More warnings over precarious state of SANDF

July 26, 2017

 

Defence experts, academics and the Department of Defence (DoD) are issuing warnings over the precarious state of the South African National Defence Force (SANDF) and how a lack of funding is compromising its capabilities.

Secretary for Defence Dr Sam Gulube said earlier this month that “We’re in a difficult situation now whereby we no longer have adequate funding to ensure that we have the necessary numbers of soldiers to defend our country’s borders. Our borders continue to remain porous.”

With the defence budget standing at .8% of GDP and shrinking in real terms, and an effective R5 billion reduction looming over the next five years, Gulube said “The resources available to the SANDF are no longer adequate to ensure that the territorial integrity of our country is adequately secured.”

"The defence force capabilities are now on a decline... In terms of our assessment, we need 22 companies to safeguard our borders effectively, but because of our reductions we can only deploy 15."

Defence analyst Helmoed Romer Heitman, in a recent interview with the Sunday Times, said that the target of 2% of GDP spent on defence is realistic over the medium term and would do the job government wants the defence force to do.


He said the current R48.6 billion SANDF/DoD budget is not value for money as we are paying too much for border guarding and too little to do the regional job, yet the borders are porous. “It’s a problem. We also don’t’ what flies over the border. We don’t have the radar coverage. We don’t know what comes over the beach, either.”

Heitman said the SANDF should be scaled back under the current budget, starting with administrative and support services. “There are lots of people pushing paper on desks. We can also scale back in the air force and navy. We have too many generals in administrative posts, and too many in three-star posts that used to be one-star posts.” However, he cautions that cutting too much would result in thousands of people without jobs, which is something any government would not like to look at. 

Ideally, Heitman believes government should scale back its ambitions or find the money to pay for the SANDF, or the defence force fades away to sheltered employment, or implodes. This has happened to some extent, he said, with a lot of the good people going and a lot of young officers leaving because they don’t see a future. “We've lost capabilities that are critical.”

The SANDF is implementing some measures to address the funding shortfall, such as repairing vehicles internally, trimming the wage bill, implementing elements of the Defence Review and attempting to get United Nations peacekeeping reimbursements paid directly to the DoD. 

Associate Professor of Strategy at the Stellenbosch University’s Faculty of Military Science, Abel Esterhuyse, recently said that the problem is not in the size of the budget; the problem is how that budget is divided. “A bigger defence budget is not the solution. Almost every problem in the SANDF is personnel related… Searching for the solution in the budgetary domain is the easy way out.”
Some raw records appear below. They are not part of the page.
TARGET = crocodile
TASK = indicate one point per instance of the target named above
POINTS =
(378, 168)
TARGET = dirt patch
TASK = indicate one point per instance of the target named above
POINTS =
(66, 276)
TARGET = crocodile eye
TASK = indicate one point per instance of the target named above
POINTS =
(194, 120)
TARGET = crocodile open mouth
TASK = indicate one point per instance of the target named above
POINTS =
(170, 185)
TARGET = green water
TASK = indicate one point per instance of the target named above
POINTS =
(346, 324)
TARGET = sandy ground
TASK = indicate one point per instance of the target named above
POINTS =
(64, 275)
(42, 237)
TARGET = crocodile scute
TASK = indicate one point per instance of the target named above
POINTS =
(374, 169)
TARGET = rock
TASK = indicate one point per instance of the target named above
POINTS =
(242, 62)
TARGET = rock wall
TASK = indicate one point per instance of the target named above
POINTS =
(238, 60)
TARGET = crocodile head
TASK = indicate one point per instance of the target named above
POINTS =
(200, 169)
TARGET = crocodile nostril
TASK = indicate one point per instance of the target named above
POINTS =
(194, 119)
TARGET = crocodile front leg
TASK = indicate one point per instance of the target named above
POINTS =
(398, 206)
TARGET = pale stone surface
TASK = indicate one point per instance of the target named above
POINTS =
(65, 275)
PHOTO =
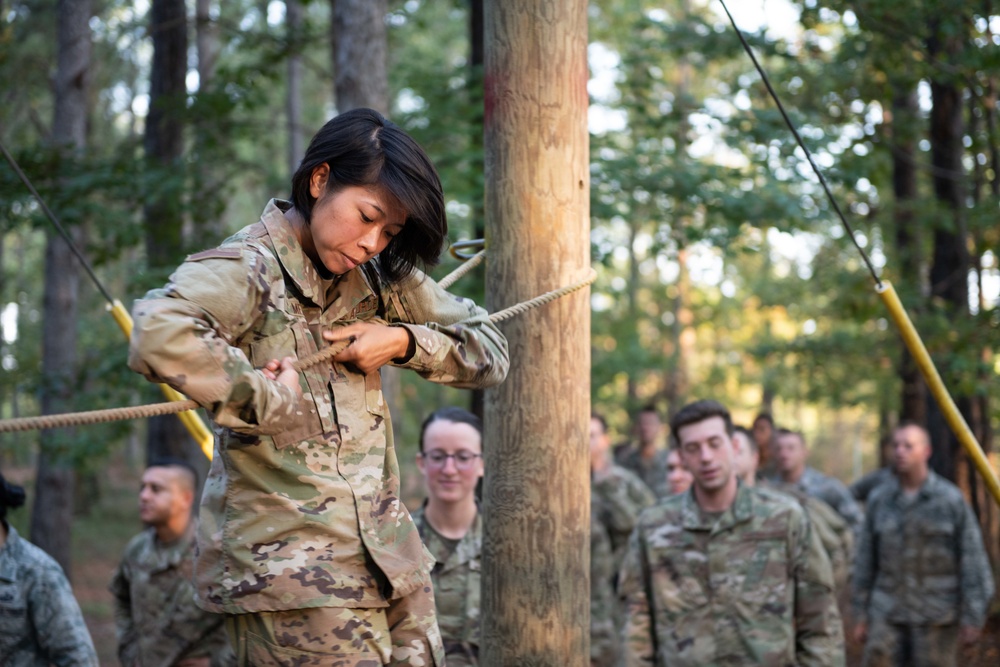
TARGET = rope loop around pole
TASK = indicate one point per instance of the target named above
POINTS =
(173, 407)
Esterhuyse said the SANDF should not place hope in the rollout of the Defence Review as it was “drafted without considering the costs and threats facing the country,” nor should it expect an increase in funding. “It needs to accept the reality that it is not to receive a cent more than what’s already allocated. For the foreseeable future, defence spending will remain at about 1% of GDP. South Africa cannot afford the 2% of GDP that’s accepted for defence spending across the world.”

Esterhuyse believes the SANDF will struggle to avoid the tasks its political masters give it in spite of dwindling funding that makes it difficult to carry out these tasks as it is an element of foreign policy. “For the SANDF, these realities unfold along the lines of a need to be everything for everybody, with little strategic guidance and priorities forthcoming from the political domain.”

“Generals, functioning in a self-sanctioning institutional culture of misplaced political loyalty, stretch the defence capacity to please their political masters. In the process, they oversee the breakdown of the institution they command, because there are limits to what a defence force can do.

“Politicians don’t necessarily understand the borders of these limitations and, if not clearly outlined, this may have disastrous consequences for the military as an institution,” Esterhuysen said in an opinion piece.

Esterhuyse, like Heitman, believes the SANDF should be allowed to do only what it can with the current budget, or its budget increased to match its commitments. Regardless, Esterhuyse believes the SANDF spends too much on personnel and is burdened by looking after military veterans, and needs to start by solving these problems.